Signs of a mental health condition
Just like adults, children and young people can have sad or negative thoughts or feelings from time to time. This can affect their mood and behaviour. We all feel down sometimes, but if you notice your child’s mood or behaviour has changed significantly, this could be a sign that something is wrong.
If your child is showing signs and symptoms of a mental health condition, they may need professional help.

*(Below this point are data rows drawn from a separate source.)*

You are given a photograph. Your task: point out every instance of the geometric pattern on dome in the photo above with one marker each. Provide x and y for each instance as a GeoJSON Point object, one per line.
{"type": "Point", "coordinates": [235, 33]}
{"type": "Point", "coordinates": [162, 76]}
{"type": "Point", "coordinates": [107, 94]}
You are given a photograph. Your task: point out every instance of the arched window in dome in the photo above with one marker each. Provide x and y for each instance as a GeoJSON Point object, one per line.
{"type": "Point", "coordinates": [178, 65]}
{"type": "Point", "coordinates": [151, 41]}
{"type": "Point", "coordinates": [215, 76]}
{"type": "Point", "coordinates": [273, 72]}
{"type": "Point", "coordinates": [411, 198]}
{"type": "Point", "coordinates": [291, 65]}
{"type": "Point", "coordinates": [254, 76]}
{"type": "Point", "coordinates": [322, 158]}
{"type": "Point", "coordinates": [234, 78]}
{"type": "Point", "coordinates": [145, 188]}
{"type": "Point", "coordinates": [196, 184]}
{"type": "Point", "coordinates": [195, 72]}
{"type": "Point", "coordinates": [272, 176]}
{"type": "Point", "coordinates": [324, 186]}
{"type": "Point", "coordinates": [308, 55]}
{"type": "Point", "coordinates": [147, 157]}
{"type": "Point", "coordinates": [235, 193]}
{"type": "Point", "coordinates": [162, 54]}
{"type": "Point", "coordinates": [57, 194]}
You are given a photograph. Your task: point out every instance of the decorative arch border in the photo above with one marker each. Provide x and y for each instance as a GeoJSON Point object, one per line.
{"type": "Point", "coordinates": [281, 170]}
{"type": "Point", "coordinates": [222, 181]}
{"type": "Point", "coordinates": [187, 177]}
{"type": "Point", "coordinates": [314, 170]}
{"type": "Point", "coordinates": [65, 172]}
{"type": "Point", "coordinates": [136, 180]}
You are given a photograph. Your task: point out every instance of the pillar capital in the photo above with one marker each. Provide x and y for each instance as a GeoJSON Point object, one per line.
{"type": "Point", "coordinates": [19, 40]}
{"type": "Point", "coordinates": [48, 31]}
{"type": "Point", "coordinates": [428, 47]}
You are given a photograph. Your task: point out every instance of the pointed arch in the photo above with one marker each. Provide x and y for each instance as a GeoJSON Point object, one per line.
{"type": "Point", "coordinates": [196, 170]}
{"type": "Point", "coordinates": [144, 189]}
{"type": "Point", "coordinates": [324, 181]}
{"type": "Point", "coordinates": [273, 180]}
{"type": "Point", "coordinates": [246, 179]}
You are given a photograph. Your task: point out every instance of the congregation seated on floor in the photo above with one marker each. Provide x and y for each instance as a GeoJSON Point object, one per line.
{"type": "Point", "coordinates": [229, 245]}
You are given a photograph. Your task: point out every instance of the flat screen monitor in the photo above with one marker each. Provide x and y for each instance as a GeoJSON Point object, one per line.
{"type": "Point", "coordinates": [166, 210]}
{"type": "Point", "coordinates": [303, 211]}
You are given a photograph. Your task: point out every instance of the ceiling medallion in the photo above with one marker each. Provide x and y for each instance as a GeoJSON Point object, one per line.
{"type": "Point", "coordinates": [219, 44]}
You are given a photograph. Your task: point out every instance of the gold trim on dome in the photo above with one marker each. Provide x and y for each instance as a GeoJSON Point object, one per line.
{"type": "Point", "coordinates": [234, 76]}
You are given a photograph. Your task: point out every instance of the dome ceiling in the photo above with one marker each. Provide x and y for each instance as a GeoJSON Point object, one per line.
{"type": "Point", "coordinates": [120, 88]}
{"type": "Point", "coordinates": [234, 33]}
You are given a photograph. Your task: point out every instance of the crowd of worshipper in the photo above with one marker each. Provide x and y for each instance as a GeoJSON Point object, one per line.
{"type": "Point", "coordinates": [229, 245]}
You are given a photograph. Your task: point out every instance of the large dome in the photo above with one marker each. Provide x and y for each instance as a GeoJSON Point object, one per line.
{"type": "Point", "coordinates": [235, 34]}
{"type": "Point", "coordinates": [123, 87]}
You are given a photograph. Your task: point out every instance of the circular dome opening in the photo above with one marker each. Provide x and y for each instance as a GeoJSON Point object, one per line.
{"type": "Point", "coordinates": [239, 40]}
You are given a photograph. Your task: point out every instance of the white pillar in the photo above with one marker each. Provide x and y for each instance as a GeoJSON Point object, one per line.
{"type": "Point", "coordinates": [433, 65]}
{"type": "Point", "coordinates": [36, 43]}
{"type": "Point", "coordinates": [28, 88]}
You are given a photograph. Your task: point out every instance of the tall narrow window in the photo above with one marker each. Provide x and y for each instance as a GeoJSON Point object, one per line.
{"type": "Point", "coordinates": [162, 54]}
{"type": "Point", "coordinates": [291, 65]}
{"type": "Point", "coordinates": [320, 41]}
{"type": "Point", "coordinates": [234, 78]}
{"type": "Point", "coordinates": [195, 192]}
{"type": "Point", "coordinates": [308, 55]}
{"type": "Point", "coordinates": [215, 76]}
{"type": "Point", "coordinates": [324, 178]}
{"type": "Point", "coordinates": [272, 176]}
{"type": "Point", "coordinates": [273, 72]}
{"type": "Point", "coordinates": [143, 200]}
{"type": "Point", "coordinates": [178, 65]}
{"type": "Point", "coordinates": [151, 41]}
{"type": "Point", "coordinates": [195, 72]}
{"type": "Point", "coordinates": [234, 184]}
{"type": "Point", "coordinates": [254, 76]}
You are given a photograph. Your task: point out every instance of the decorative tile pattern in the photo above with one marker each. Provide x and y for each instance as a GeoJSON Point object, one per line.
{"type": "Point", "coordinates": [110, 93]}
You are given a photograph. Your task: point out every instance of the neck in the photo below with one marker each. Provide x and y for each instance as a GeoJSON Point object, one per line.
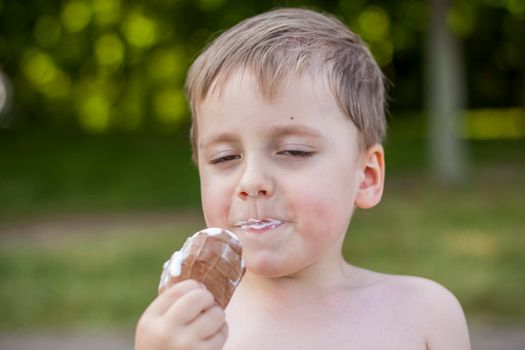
{"type": "Point", "coordinates": [315, 282]}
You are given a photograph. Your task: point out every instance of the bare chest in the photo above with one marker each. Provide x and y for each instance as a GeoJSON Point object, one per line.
{"type": "Point", "coordinates": [341, 329]}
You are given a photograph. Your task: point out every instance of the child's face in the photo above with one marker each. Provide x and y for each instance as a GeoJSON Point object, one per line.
{"type": "Point", "coordinates": [283, 175]}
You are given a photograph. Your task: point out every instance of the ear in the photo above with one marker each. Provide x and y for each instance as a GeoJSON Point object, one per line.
{"type": "Point", "coordinates": [372, 177]}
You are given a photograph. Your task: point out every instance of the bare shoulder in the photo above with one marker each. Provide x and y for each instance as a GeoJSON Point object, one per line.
{"type": "Point", "coordinates": [433, 308]}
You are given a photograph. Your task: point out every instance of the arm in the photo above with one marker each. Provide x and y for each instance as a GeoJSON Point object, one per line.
{"type": "Point", "coordinates": [183, 317]}
{"type": "Point", "coordinates": [447, 326]}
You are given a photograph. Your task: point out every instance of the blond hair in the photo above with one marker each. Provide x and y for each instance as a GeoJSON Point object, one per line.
{"type": "Point", "coordinates": [281, 44]}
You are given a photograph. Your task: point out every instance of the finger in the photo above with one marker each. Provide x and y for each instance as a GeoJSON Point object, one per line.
{"type": "Point", "coordinates": [162, 303]}
{"type": "Point", "coordinates": [190, 305]}
{"type": "Point", "coordinates": [209, 322]}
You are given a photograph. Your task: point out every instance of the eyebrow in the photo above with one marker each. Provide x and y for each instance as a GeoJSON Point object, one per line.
{"type": "Point", "coordinates": [299, 130]}
{"type": "Point", "coordinates": [277, 131]}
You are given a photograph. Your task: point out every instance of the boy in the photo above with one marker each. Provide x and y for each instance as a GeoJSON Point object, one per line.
{"type": "Point", "coordinates": [288, 120]}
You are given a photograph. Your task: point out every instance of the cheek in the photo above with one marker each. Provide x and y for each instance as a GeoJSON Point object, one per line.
{"type": "Point", "coordinates": [215, 203]}
{"type": "Point", "coordinates": [326, 204]}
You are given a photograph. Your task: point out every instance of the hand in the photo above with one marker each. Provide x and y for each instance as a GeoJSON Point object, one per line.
{"type": "Point", "coordinates": [185, 316]}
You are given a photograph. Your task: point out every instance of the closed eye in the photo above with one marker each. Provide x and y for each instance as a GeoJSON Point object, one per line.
{"type": "Point", "coordinates": [224, 159]}
{"type": "Point", "coordinates": [296, 153]}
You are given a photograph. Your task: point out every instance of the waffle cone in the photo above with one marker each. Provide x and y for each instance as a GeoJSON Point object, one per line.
{"type": "Point", "coordinates": [212, 257]}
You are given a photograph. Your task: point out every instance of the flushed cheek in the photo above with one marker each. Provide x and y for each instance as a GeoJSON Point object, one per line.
{"type": "Point", "coordinates": [215, 204]}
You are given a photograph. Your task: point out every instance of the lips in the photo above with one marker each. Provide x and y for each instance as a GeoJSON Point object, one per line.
{"type": "Point", "coordinates": [258, 225]}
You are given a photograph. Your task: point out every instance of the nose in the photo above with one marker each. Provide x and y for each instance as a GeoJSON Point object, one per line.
{"type": "Point", "coordinates": [255, 181]}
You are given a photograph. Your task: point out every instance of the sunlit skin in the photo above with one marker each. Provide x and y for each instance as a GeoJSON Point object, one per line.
{"type": "Point", "coordinates": [286, 175]}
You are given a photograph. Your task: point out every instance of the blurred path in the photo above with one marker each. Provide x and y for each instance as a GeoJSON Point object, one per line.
{"type": "Point", "coordinates": [484, 337]}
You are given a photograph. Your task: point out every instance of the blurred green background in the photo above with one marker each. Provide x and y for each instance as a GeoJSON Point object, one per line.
{"type": "Point", "coordinates": [97, 187]}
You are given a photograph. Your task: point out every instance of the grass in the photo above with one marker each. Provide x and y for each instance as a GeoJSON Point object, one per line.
{"type": "Point", "coordinates": [469, 238]}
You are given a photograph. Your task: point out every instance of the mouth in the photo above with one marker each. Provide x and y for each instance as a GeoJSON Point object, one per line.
{"type": "Point", "coordinates": [258, 225]}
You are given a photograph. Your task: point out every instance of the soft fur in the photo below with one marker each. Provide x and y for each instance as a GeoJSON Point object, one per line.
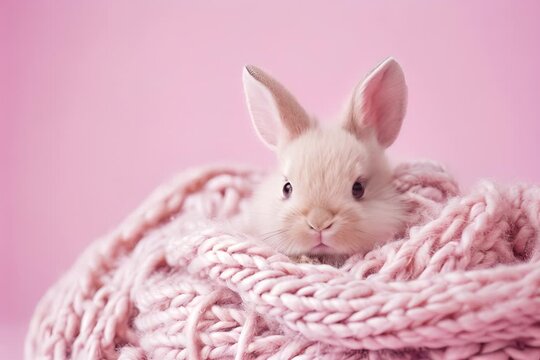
{"type": "Point", "coordinates": [322, 164]}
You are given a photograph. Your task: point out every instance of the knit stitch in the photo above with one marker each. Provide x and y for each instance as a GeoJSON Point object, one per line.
{"type": "Point", "coordinates": [176, 280]}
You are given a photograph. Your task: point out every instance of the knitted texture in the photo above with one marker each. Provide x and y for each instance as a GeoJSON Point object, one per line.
{"type": "Point", "coordinates": [177, 281]}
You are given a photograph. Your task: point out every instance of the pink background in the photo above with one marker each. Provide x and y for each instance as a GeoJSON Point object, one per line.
{"type": "Point", "coordinates": [101, 101]}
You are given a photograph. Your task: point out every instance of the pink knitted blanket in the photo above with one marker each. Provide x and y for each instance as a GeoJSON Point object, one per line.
{"type": "Point", "coordinates": [174, 282]}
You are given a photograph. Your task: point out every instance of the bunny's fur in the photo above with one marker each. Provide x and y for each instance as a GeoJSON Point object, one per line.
{"type": "Point", "coordinates": [321, 217]}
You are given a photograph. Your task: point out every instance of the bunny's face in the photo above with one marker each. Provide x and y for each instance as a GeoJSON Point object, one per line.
{"type": "Point", "coordinates": [332, 193]}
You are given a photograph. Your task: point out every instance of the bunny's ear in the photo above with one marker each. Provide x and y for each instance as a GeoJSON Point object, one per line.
{"type": "Point", "coordinates": [275, 113]}
{"type": "Point", "coordinates": [378, 104]}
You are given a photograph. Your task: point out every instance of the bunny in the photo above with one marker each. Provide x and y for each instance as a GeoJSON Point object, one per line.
{"type": "Point", "coordinates": [332, 194]}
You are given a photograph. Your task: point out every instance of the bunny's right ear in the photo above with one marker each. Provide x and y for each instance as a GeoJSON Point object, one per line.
{"type": "Point", "coordinates": [275, 113]}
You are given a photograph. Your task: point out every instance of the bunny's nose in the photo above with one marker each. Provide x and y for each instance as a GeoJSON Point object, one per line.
{"type": "Point", "coordinates": [319, 219]}
{"type": "Point", "coordinates": [319, 228]}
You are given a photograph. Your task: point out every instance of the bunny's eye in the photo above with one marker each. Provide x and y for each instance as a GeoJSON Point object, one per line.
{"type": "Point", "coordinates": [287, 190]}
{"type": "Point", "coordinates": [358, 190]}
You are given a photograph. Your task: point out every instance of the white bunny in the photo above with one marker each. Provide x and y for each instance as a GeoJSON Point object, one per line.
{"type": "Point", "coordinates": [332, 194]}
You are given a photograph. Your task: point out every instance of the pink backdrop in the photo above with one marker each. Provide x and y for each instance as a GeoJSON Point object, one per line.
{"type": "Point", "coordinates": [101, 101]}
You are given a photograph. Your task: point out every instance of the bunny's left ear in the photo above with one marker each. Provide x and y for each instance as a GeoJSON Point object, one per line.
{"type": "Point", "coordinates": [378, 104]}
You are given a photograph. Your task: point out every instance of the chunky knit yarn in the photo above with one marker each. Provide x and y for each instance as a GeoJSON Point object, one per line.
{"type": "Point", "coordinates": [177, 281]}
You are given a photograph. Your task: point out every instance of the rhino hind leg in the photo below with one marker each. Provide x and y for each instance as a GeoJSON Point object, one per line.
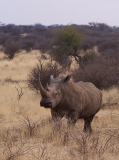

Signs and symptoms of low mood and depression in children include:
- extreme or rapid changes in mood, such as irritability, tearfulness or anger
- excessive fear, anxiety or worry
- continuous feelings of sadness and hopelessness
- social withdrawal
- increased sensitivity to rejection
- extreme increases or decreases in appetite
- changes in eating habits
- changes in sleep, such as sleeplessness or excessive sleep
- vocal outbursts or crying
- difficulty concentrating
- fatigue and low energy
- physical complaints (such as stomach aches, headaches or sickness) that don't respond to treatment
- reduced interest in hobbies, events and activities at home, with friends or in school
- feelings of worthlessness or guilt
- impaired thinking or concentration
- thoughts of death or suicide.
Children may not show all of these signs and symptoms, but it’s important you communicate with your child if you are worried about any of the above. If your concerns continue then visit one of these organisations, or speak to their class teacher, Teacher of the Deaf, GP or other professionals working with your child.
It’s not your responsibility to work out if your child has a mental health issue or what sort of mental health problem your child is suffering from. It’s the responsibility of healthcare professionals to do a good assessment and consider what difficulties your child may be having and why.
If you’re concerned that your child may be self-harming or if your child has expressed thoughts of harming themselves or ending their life, you should take them to the GP or to A&E immediately.